L’April sera présente avec un stand et une ou deux de conférences, je ne me souviens plus, à Open Source Expérience, un salon professionnel autour du logiciel libre, à Paris, les 6 et 7 décembre 2023.

Je vous invite à consulter le site de l’Agenda du Libre, agendadulibre.org, pour trouver des événements en lien avec les logiciels libres ou la culture libre près de chez vous.

Je tiens à vous rappeler que Cause Commune fait face actuellement à de gros problèmes financiers, au point que la radio n’est pas à l’abri d’un défaut de paiement dans les semaines qui viennent, donc d’une coupure de l’antenne. Pour nous aider, rendez-vous sur le site causecommune.fm et cliquez sur le bandeau d’appel à dons. L’émission va se terminer, vous pourrez nous aider juste après.

Notre émission se termine.

Je remercie les personnes qui ont participé à l’émission : Xavier Berne, Magali Garnero, Gee, Pierre Beyssac, Emmanuel Charpentier.

Aux manettes de la régie aujourd’hui, Élise, avec le soutien de Julie Chaumard. Bravo !
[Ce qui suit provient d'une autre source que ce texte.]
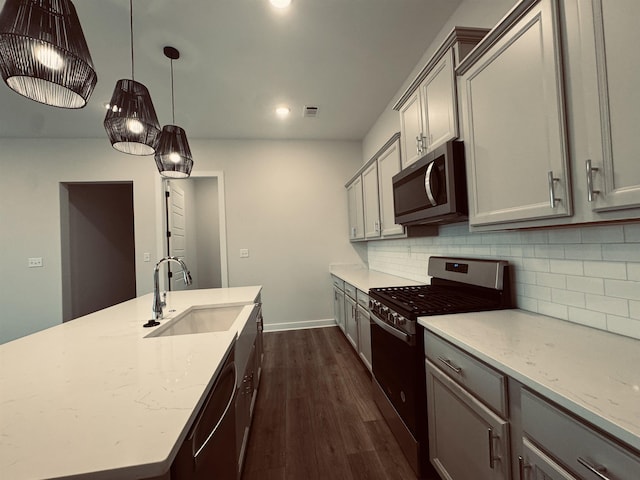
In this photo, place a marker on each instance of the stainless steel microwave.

Merci également aux personnes qui s’occupent de la post-production des podcasts : Samuel Aubert, Élodie Déniel-Girodon, Lang1, Julien Osman, bénévoles à l’April, et Olivier Grieco, le directeur d’antenne de la radio.
Merci aussi aux personnes qui découpent les podcasts complets de l’émission en podcasts individuels par sujet : Quentin Gibeaux, bénévole à l’April, et mon collègue Frédéric Couchet.

Vous retrouverez sur notre site web, libreavous.org, toutes les références utiles ainsi que sur le site de la radio, causecommune.fm.

N’hésitez à nous faire des retours pour indiquer ce qui vous a plu, mais aussi des points d’amélioration. Vous pouvez également nous poser toute question et nous y répondrons directement ou lors d’une prochaine émission. Toutes vos remarques et questions sont les bienvenues à l’adresse contact chez libreavous.org.
Si vous préférez nous parler, vous pouvez nous laisser un message sur le répondeur de la radio, pour réagir à l’un des sujets de l’émission, pour partager un témoignage, vos idées, vos suggestions, vos encouragements ou pour nous poser une question. Le numéro du répondeur : 09 72 51 55 46.

Nous vous remercions d’avoir écouté l’émission.
Si vous avez aimé cette émission, n’hésitez pas à en parler le plus possible autour de vous et à faire également connaître la radio Cause Commune, la voix de possibles.

La prochaine émission aura lieu en direct mardi 28 novembre 2023 à 15 heures 30. Notre sujet principal sera normalement « Au cœur de l’April », l’occasion de faire le point sur nos actions passées, en cours et à venir.

Nous vous souhaitons de passer une belle fin de journée. On se retrouve en direct mardi 28 novembre et d’ici là, portez-vous bien.

Générique de fin d’émission : Wesh Tone par Realaze.